1. Hardware and software overview

1.1. SensorTile Wireless Industrial Node Evaluation Kit STEVAL-STWINKT1B

The STWIN SensorTile wireless industrial node (STEVAL-STWINKT1B) is a development kit and reference design that simplifies the prototyping and testing of advanced industrial IoT applications such as condition monitoring and predictive maintenance. It is powered with Ultra-low-power Arm® Cortex®-M4 MCU at 120 MHz with FPU, 2048 kbytes Flash memory (STM32L4R9). STWIN SensorTile is equipped with a microSD™ card slot for standalone data logging applications. STWIN SensorTile is equipped with a wide range of industrial IoT sensors including:

  • an ultra-wide bandwidth (up to 6 kHz), low-noise, 3-axis digital vibration sensor (IIS3DWB)
  • a 6-axis digital accelerometer and gyroscope iNEMO inertial measurement unit (IMU) with machine learning (ISM330DHCX)
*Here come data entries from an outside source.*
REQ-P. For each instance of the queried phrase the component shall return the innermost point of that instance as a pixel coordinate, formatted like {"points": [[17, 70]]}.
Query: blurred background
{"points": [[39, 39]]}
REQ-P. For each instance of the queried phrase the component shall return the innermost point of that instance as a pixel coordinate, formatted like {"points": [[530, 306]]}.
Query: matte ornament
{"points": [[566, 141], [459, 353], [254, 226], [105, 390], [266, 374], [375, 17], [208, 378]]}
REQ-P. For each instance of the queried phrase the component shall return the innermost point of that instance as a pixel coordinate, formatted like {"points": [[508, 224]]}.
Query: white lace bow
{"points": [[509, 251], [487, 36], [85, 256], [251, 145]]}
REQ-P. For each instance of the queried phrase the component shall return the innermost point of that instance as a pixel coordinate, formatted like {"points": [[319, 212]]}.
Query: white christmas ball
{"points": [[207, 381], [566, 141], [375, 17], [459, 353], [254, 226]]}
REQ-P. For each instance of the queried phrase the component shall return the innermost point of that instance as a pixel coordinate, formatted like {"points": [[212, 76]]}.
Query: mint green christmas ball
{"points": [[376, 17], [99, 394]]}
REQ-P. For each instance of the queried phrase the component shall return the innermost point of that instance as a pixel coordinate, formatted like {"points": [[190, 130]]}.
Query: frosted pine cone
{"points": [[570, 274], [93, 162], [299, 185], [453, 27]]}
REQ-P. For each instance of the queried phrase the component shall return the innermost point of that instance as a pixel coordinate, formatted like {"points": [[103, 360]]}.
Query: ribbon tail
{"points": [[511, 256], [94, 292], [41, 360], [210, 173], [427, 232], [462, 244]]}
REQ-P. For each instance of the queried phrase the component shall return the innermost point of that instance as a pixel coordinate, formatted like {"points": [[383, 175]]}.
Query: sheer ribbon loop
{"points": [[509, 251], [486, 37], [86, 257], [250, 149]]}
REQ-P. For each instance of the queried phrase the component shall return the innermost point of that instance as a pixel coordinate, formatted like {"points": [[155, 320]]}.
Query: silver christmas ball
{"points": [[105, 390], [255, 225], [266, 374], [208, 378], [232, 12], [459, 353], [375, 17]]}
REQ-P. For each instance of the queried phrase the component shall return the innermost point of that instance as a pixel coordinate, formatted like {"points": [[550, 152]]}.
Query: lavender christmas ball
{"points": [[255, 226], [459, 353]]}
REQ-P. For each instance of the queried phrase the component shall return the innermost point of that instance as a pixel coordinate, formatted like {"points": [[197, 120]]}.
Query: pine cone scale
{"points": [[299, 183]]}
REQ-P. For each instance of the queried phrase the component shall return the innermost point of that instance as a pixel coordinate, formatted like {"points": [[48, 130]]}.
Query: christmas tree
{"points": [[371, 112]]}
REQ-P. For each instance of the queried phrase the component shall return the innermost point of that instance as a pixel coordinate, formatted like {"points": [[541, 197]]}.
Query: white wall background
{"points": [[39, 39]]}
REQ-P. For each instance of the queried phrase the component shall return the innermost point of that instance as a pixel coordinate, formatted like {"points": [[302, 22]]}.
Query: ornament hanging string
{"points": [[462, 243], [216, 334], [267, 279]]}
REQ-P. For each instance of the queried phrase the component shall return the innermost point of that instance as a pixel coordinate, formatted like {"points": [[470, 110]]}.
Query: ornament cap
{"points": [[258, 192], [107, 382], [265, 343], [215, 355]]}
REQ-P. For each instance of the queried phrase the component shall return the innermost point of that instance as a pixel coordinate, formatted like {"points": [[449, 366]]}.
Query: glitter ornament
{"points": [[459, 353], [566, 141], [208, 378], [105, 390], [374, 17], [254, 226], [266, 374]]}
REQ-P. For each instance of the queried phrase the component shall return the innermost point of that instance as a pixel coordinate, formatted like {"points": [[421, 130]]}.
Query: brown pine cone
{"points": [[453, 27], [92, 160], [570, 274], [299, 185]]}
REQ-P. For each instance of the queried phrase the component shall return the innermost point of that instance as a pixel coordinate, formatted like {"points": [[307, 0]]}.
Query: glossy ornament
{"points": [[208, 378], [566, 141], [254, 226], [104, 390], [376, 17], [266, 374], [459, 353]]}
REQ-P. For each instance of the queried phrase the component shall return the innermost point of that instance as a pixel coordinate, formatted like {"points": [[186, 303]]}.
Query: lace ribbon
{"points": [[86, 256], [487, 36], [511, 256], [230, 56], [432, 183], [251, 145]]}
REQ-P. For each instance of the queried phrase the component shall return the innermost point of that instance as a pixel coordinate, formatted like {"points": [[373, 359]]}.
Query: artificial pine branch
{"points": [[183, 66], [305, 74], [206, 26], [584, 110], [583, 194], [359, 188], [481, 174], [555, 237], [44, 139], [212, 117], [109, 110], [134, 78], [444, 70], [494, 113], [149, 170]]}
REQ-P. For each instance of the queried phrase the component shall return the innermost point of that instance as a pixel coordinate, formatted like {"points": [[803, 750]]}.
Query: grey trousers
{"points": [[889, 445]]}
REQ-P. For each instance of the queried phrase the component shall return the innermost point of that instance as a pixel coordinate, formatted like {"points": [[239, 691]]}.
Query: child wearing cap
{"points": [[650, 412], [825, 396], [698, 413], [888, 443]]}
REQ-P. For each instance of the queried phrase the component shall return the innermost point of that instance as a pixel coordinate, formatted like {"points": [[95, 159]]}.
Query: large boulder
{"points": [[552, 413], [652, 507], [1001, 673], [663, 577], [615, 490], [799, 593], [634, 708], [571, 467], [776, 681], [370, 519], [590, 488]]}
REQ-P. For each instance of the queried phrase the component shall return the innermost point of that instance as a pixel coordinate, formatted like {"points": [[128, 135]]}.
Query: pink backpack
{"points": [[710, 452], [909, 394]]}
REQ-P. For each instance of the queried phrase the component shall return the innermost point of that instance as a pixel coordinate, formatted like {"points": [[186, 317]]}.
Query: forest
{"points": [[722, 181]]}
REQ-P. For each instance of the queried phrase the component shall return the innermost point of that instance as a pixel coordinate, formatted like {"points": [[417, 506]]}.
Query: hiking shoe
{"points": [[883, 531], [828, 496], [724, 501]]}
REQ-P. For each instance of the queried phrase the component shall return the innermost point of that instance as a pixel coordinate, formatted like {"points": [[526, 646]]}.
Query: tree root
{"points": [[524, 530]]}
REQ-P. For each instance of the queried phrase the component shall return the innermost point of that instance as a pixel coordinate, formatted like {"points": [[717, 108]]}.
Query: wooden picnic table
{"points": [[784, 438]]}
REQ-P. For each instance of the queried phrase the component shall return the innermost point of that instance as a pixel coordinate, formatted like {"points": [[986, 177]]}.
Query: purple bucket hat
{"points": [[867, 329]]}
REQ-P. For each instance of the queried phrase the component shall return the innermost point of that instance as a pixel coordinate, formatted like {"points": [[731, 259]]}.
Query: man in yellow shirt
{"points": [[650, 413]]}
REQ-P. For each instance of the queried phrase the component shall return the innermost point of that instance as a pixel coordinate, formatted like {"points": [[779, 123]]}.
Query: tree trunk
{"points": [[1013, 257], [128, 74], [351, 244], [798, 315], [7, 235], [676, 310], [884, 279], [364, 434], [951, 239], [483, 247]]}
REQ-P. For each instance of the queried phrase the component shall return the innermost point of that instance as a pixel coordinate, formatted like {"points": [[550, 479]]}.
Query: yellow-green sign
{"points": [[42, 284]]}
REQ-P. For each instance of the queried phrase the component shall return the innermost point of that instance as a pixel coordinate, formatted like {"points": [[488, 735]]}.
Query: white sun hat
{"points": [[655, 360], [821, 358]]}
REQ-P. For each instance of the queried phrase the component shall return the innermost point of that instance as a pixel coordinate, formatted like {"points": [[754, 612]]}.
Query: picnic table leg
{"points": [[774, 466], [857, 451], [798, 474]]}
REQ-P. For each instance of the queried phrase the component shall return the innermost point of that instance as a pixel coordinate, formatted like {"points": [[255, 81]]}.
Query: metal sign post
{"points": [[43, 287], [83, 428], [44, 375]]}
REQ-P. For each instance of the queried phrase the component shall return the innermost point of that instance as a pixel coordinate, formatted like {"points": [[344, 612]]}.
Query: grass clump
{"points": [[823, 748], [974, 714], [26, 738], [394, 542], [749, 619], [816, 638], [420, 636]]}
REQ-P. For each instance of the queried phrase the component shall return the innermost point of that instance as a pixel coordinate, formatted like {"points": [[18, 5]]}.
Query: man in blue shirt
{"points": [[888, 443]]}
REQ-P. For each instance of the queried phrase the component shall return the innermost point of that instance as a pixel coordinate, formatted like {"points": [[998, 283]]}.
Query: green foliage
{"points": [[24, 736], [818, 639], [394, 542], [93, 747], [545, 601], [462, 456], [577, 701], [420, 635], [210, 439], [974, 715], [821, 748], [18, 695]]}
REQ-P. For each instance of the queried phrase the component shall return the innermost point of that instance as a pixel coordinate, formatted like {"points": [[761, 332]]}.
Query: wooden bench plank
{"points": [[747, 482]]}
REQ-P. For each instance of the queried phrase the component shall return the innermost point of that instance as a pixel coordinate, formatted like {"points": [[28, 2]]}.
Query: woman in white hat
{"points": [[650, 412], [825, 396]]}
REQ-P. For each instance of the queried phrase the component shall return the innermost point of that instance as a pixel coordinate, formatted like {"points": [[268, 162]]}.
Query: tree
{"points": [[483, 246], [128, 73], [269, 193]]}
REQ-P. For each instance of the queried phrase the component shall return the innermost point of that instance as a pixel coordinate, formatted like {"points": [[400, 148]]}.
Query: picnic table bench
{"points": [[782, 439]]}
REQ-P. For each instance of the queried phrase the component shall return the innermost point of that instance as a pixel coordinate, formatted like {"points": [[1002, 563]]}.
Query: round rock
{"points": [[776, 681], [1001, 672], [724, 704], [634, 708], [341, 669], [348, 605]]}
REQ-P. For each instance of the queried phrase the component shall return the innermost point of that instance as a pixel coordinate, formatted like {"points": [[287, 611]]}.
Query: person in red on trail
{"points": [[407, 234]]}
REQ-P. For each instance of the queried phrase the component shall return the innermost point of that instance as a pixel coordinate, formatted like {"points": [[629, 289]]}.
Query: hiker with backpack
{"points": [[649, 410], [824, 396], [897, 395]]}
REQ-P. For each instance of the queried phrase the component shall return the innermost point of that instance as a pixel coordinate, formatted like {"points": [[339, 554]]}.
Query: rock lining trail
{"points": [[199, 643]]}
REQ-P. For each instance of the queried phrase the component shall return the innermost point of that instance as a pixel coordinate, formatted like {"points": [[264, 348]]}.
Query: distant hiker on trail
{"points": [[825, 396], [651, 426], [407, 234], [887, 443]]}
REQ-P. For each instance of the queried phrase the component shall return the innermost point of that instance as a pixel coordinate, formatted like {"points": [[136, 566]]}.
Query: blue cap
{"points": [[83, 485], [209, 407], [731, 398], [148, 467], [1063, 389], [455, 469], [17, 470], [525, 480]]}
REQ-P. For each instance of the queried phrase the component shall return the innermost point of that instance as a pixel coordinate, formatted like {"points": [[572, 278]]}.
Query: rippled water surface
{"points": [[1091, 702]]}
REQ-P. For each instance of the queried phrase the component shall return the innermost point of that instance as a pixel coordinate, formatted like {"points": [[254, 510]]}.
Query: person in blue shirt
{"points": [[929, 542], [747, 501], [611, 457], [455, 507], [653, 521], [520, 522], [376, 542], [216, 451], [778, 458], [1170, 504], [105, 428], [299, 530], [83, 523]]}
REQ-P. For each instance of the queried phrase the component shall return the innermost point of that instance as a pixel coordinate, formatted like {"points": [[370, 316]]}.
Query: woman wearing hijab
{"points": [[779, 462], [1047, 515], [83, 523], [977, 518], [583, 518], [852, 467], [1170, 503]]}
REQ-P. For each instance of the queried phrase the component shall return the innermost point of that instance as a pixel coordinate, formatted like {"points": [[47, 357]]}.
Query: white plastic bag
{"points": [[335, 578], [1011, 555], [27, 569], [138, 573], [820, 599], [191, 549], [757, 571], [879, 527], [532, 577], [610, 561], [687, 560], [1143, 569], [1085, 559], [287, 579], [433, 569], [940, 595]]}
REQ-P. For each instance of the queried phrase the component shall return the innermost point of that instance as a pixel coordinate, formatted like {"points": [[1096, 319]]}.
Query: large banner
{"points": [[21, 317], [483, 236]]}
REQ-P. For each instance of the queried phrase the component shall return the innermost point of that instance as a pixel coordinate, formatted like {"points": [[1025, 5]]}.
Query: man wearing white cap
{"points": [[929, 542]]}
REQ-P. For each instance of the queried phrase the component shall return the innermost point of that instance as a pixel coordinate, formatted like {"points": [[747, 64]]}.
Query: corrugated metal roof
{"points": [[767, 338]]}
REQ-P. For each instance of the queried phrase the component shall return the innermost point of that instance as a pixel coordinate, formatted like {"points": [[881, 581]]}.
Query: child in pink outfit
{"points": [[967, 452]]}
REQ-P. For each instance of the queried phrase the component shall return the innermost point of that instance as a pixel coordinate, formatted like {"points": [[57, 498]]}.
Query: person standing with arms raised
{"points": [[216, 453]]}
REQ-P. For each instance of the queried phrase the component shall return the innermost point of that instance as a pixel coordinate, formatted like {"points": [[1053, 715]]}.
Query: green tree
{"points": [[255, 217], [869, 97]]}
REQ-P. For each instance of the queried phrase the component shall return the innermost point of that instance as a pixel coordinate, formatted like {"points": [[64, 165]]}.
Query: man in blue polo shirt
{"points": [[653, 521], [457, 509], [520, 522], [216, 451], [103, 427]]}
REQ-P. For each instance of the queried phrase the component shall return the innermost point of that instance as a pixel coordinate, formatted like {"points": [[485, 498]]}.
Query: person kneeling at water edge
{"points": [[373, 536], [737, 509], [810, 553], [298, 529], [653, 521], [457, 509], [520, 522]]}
and much more. Please refer to this link for all the sensors and features supported by STWIN. Other attractive features include:

  • a Li-Po battery 480 mAh to enable standalone working mode
  • STLINK-V3MINI debugger with programming cable to flash the board
  • a Plastic box for ease of placing and planting the SensorTile on the machines for condition monitoring. For further details, the users are advised to visit this link

1.2. FP-AI-MONITOR1 Software Description

The top-level architecture of the FP-AI-MONITOR1 function pack is shown in the following figure.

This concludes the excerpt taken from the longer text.